Cubanálisis El Think-Tank

           General Rafael del Pino, Estados Unidos

 

                                                       

La aguja acostada

 

Estábamos casi en la antesala de la invasión de Bahía de Cochinos. Quedábamos solo ocho pilotos de combate y necesitábamos desesperadamente agregar algunos más.

 

Organizamos un curso acelerado con tres aviones de entrenamiento AT-6 para preparar a un grupo de ocho candidatos, todos provenientes del Ejercito Rebelde.

 

Cuando comenzaron a volar solos, requerían una atención especial, pues les enseñábamos a despegar, aterrizar, y los procedimientos normales de operación, pero dada la urgencia no había tiempo para dedicar a la navegación, la aerodinámica y otras materias esenciales a los aviadores.

 

Uno de aquellos prospectos, el capitán Arturo Lince, debía entrar en la fase de reconocer los alrededores de la base aérea de San Antonio y las regiones más cercanas en dirección a occidente. Le habíamos indicado lo que debía hacer de volar por toda la costa sur hasta el puerto de La Coloma en Pinar del Rió, girar hacia el norte, pasar sobre la capital provincial hacer contacto radial y de ahí poner rumbo de regreso a la base. Nada complicado. Tenía toda la costa sur para guiarse y la carretera central en caso que tuviera dudas en el regreso.

 

Todavía nadie se ha podido explicar que fue lo que hizo Lince, que al llamar por radio donde tenia que reportar en Pinar del Rió le responde la torre de control de Cienfuegos.

 

Lince, molesto, sobrevuela el aeropuerto, vuelve a llamar al control de Pinar del Rió y recibe la misma respuesta: que está sobre Cienfuegos.

 

-¡Óigame lo que le voy a decir, usted está hablando con el Capitán Arturo Lince, combatiente de la Sierra Maestra… déjese de frescuras y choteos!

 

-Usted podrá ser muy capitán y muy combatiente de la Sierra, pero yo le digo que lo estoy viendo, y usted está sobrevolando el aeropuerto de Cienfuegos.

 

Esta historia verdadera acompañó a Lince de por vida.

 

Fuimos grandes amigos, y durante algunos años fue mi subordinado en Holguín, desempeñándose como un excelente Jefe del Estado Mayor de la base aérea.

 

Gracias a la insistencia de los asesores soviéticos llegó a volar el MIG-15, pero sabía que los aviones no estaban hechos para él. El gobierno cubano lo situó donde era mas útil, al frente de la Isla de la Juventud, como su delegado provincial.

 

He recordado esta historia después de escuchar el discurso de Raúl Castro en la clausura del último periodo de sesiones de la Asamblea Nacional.
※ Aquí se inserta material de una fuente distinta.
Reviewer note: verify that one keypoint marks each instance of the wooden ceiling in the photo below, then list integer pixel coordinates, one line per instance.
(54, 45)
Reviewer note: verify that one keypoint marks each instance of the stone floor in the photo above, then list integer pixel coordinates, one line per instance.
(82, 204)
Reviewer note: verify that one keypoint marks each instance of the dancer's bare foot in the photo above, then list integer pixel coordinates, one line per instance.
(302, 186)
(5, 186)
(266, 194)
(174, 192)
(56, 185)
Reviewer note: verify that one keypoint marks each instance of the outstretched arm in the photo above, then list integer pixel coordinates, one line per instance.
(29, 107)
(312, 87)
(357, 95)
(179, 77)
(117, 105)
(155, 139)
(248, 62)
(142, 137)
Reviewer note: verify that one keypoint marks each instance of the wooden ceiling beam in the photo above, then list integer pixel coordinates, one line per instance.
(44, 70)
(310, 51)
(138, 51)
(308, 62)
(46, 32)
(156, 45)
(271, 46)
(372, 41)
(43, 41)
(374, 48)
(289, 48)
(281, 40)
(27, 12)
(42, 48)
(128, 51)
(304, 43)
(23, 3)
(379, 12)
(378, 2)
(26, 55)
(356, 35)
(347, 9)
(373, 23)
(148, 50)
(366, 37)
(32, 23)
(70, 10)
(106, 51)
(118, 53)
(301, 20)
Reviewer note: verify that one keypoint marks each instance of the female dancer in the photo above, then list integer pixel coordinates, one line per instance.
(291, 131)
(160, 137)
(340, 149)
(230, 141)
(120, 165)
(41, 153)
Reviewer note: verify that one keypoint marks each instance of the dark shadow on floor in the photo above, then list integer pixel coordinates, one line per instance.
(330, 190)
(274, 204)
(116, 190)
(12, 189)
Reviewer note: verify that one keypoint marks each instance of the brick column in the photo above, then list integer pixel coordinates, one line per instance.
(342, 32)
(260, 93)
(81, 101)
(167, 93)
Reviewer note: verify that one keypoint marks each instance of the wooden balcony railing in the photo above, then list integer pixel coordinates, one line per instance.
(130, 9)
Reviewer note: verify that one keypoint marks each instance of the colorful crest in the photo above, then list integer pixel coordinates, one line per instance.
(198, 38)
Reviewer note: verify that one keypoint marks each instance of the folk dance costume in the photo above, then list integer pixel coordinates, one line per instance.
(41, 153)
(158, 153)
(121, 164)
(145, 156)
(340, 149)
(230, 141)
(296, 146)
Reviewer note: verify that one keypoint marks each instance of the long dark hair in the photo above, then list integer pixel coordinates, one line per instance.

Y me ha venido a la mente porque el actual presidente de Cuba fue otro de la generación histórica que soñó con hacerse piloto.

 

Comenzó su instrucción de vuelo en una pequeña avioneta Aeronca de dos plazas, en la Base Aérea de Ciudad Libertad. Su instructor, el Capitán René Travieso Plá, ex-piloto de la Fuerza Aérea de Batista, que había conspirado contra su dictadura junto a Carreras, Prendes, Moriñas y los otros aviadores que cayeron presos después del 5 de Septiembre de 1957, en un movimiento conspirativo que fue conocido como Los Puros

 

Raúl Castro no duró mucho en su empeño de dominar los cielos. Después de algunas semanas desistió de continuar el entrenamiento, y su lugar lo ocupó otro soñador del espacio aéreo, el Comandante Che Guevara, que por lo menos sí llegó a volar solo, aunque después se le prohibió que lo hiciera.

 

Del discurso de Raúl:

 

“No han faltado las exhortaciones bien y mal intencionadas para que apresuremos el paso y nos pretendan imponer la secuencia y alcance de las medidas a adoptar, como si se tratara de algo insignificante y no del destino de la Revolución y la Patria.

 

A quienes consideran urgente que haya cambios en la política migratoria les llamo a no olvidar las circunstancias excepcionales en que vive Cuba bajo el cerco que entraña la política injerencista y subversiva del Gobierno de Estados Unidos, siempre a la caza de cualquier oportunidad para conseguir sus conocidos propósitos”.

 

Lo primero que me vino a la mente fue la historia del Capitán Lince, y pensé:

 

Si Raúl Castro hubiera soleado el Aeronca como dirige hoy el país. Se le hubiera acabado la gasolina sobre Cienfuegos, pensando que estaba sobre Pinar del Río. Y esa aguja recostada en el tope inferior del indicador del combustible es la peor noticia.

 

En la aviación y en la vida misma hay que darse cuenta cuando se acaba el combustible, cuando ya no queda tiempo para actuar, y en qué decisiones se puede perder el pelo, y no la cabeza.